Within the exhibition, the relationship between the representational and the real became blurred, therefore not only imitating the elements of a bog, but also redefining them as a metaphorical space of liminality. In the dim light, the forms of the mobiles themselves oscillated between signifying structures in a forest, or figures, be it human or something more ghostly. The darkness heightened Mackenzie’s soundscape, calling upon a summers evening with the familiar sounds of crickets chirping, frogs croaking and the warble of birds calling out in the night. From the organic symphony of the marsh emerged the underlying drone, growing into waves of sound that, at times, drowned out the various chatter of the bog’s creatures. The origin of this unnatural noise is unclear—at first I believed it might be something mechanical—but the drone’s ethereal quality and shifting monotonous complexity suggested otherwise. Together, Brown’s use of industrial and organic materials merged with Mackenzie’s enveloping soundscape to perform the unfixed, unsettling, and often contradictory space of the bog. Even though the exhibition is hardly an accurate representation of a natural bog, it more directly addressed its ‘veils’—its mysterious and mystical nature. The work called for getting lost in this metaphysical space.
Contemplating the work, I recalled Rachel Jones’ essay “On the Value of Not Knowing: Wonder, Beginning Again and Letting Be.” In her essay, Jones took the theme of ‘not knowing’ as a strategy for art making and encouraging criticality. Similarly, Mackenzie and Brown pursued the unfamiliar and unresolved. Their assemblage of textiles, organic matter, images, and sensory mediums indicated and encouraged what Jones called “thinking and making without knowing where one is going”. (1) The installation seemed to be fashioned in an improvisational manner, by reacting to materials and listening to the forms they would and would not hold.
Similarly, I as a viewer, was asked to let go of my rational and codified understanding of the collected materials and instead interpret how they might perform the uncanny aspects of a bog.

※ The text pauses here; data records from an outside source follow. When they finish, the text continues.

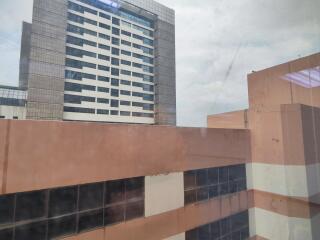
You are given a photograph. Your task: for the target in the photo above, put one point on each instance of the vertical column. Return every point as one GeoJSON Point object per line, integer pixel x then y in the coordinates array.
{"type": "Point", "coordinates": [47, 60]}
{"type": "Point", "coordinates": [165, 73]}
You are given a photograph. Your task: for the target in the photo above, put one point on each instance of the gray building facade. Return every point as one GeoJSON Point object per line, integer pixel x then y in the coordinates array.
{"type": "Point", "coordinates": [52, 61]}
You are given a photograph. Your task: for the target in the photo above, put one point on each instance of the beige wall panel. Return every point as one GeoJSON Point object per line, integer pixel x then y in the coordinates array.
{"type": "Point", "coordinates": [163, 193]}
{"type": "Point", "coordinates": [236, 120]}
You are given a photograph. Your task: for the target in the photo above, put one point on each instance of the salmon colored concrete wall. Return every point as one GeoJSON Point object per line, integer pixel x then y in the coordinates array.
{"type": "Point", "coordinates": [170, 223]}
{"type": "Point", "coordinates": [311, 133]}
{"type": "Point", "coordinates": [3, 136]}
{"type": "Point", "coordinates": [230, 120]}
{"type": "Point", "coordinates": [47, 154]}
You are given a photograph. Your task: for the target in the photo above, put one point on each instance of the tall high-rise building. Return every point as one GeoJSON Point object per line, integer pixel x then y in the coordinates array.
{"type": "Point", "coordinates": [100, 60]}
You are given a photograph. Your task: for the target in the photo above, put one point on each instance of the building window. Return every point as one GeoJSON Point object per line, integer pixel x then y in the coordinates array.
{"type": "Point", "coordinates": [103, 89]}
{"type": "Point", "coordinates": [115, 72]}
{"type": "Point", "coordinates": [114, 82]}
{"type": "Point", "coordinates": [103, 100]}
{"type": "Point", "coordinates": [79, 110]}
{"type": "Point", "coordinates": [114, 103]}
{"type": "Point", "coordinates": [103, 79]}
{"type": "Point", "coordinates": [125, 33]}
{"type": "Point", "coordinates": [125, 103]}
{"type": "Point", "coordinates": [105, 47]}
{"type": "Point", "coordinates": [105, 26]}
{"type": "Point", "coordinates": [56, 213]}
{"type": "Point", "coordinates": [114, 112]}
{"type": "Point", "coordinates": [116, 31]}
{"type": "Point", "coordinates": [115, 61]}
{"type": "Point", "coordinates": [232, 227]}
{"type": "Point", "coordinates": [102, 112]}
{"type": "Point", "coordinates": [124, 113]}
{"type": "Point", "coordinates": [116, 21]}
{"type": "Point", "coordinates": [104, 57]}
{"type": "Point", "coordinates": [115, 51]}
{"type": "Point", "coordinates": [103, 15]}
{"type": "Point", "coordinates": [204, 184]}
{"type": "Point", "coordinates": [125, 82]}
{"type": "Point", "coordinates": [104, 36]}
{"type": "Point", "coordinates": [114, 92]}
{"type": "Point", "coordinates": [124, 52]}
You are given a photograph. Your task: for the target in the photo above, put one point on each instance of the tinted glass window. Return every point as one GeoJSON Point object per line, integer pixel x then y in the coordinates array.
{"type": "Point", "coordinates": [90, 220]}
{"type": "Point", "coordinates": [134, 210]}
{"type": "Point", "coordinates": [34, 231]}
{"type": "Point", "coordinates": [63, 201]}
{"type": "Point", "coordinates": [62, 226]}
{"type": "Point", "coordinates": [6, 234]}
{"type": "Point", "coordinates": [30, 205]}
{"type": "Point", "coordinates": [114, 214]}
{"type": "Point", "coordinates": [115, 192]}
{"type": "Point", "coordinates": [134, 188]}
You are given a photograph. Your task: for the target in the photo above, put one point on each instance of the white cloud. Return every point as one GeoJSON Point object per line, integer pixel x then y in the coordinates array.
{"type": "Point", "coordinates": [254, 33]}
{"type": "Point", "coordinates": [218, 43]}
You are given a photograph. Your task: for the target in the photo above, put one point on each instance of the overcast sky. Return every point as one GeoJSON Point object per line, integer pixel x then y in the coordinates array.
{"type": "Point", "coordinates": [218, 43]}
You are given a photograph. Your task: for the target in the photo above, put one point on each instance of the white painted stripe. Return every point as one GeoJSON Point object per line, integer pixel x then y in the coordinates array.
{"type": "Point", "coordinates": [181, 236]}
{"type": "Point", "coordinates": [287, 180]}
{"type": "Point", "coordinates": [278, 227]}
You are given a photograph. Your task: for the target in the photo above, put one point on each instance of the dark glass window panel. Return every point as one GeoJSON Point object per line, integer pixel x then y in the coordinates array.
{"type": "Point", "coordinates": [225, 226]}
{"type": "Point", "coordinates": [202, 177]}
{"type": "Point", "coordinates": [192, 234]}
{"type": "Point", "coordinates": [134, 188]}
{"type": "Point", "coordinates": [62, 226]}
{"type": "Point", "coordinates": [63, 201]}
{"type": "Point", "coordinates": [213, 176]}
{"type": "Point", "coordinates": [189, 179]}
{"type": "Point", "coordinates": [114, 192]}
{"type": "Point", "coordinates": [90, 220]}
{"type": "Point", "coordinates": [114, 103]}
{"type": "Point", "coordinates": [6, 234]}
{"type": "Point", "coordinates": [203, 194]}
{"type": "Point", "coordinates": [134, 210]}
{"type": "Point", "coordinates": [213, 191]}
{"type": "Point", "coordinates": [228, 237]}
{"type": "Point", "coordinates": [233, 187]}
{"type": "Point", "coordinates": [30, 205]}
{"type": "Point", "coordinates": [90, 196]}
{"type": "Point", "coordinates": [239, 221]}
{"type": "Point", "coordinates": [215, 230]}
{"type": "Point", "coordinates": [223, 189]}
{"type": "Point", "coordinates": [241, 185]}
{"type": "Point", "coordinates": [6, 209]}
{"type": "Point", "coordinates": [236, 235]}
{"type": "Point", "coordinates": [114, 214]}
{"type": "Point", "coordinates": [114, 82]}
{"type": "Point", "coordinates": [237, 172]}
{"type": "Point", "coordinates": [116, 21]}
{"type": "Point", "coordinates": [34, 231]}
{"type": "Point", "coordinates": [190, 196]}
{"type": "Point", "coordinates": [204, 232]}
{"type": "Point", "coordinates": [223, 174]}
{"type": "Point", "coordinates": [245, 233]}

Particularly, the exhibition called upon a type of ‘material intelligence’ which “implies not only human intelligence about matter, but the intelligence of matter, understood as adaptive and self-organising”. (2) Within both the visual and auditory works in the exhibition, the balance evoked between natural and unnatural, beauty and decay, and fascination and revulsion metaphorically echoed the duality and precariousness of the bog’s unrefined obscurity. Framing the bog as a space straddling extremes, as well as the work’s entrenchment in the metaphorical, both challenged structuralist ideas of truth and rationalism. As Jones maintains, passage into the unknown, not yet encoded, or unfamiliar “hints at an entirely different way of coming to know someone or something, involving an attunement of the senses to that which is other and irreducible to those frameworks”. (3) Brown and Mackenzie’s work demands the viewer let go of knowing and give time to feel, ruminate, and digest. The viewer becomes a component to the ecosystem, breaking down old material to produce something new.
Considering a more general context of this work, I can’t help but think of Vancouver as an urban space. Similar to a bog, Vancouver is a city distinguished by its dualities; it is a place of extreme wealth and poverty, of rising mountains and stretching seas, of industry and nature, and of a short colonial history and a long Indigenous one. Just as a bog is built on a bed of decay, the land has a history that is entrenched into the ground we stand on. But through the strange unworldly drone of the city, it is easy to ignore the duality of the land, and the complex history which lays beneath the concrete.
Veils of a Bog embraces the undetermined, suggesting there are more complex, transformative, and unsettled ways of thinking. The shifting duality of the bog creates an incomprehensible diversity of meaning that asks to be examined without expectation. Vanessa Brown and Michelle Helene Mackenzie call for an attunement of the senses to confuse and challenge that which is already encoded. This proposition, although framed within the representation of a bog, can be expansively applied to examine our political and environmental landscape, particularly in many Canadian cities, where space has become a privileged and colonial commodity. Mackenzie and Brown ask as we move through the bustling city, that we pause and listen to the complexity of the land—how the trees whisper a history in the breeze, and faint crickets and croaks emerge from the shadows.
- Jones, Rachel. “On the Value of Not Knowing: Wonder, Beginning Again and Letting Be” On Not Knowing: How Artists Think. London: Black Dog Publishing (2013), 1.
- Jones. “On the Value of Not Knowing: Wonder, Beginning Again and Letting Be”, 2.
- ibid.
Veils of a Bog ran from September 14 – October 20th, 2018 at the Western Front in Vancouver.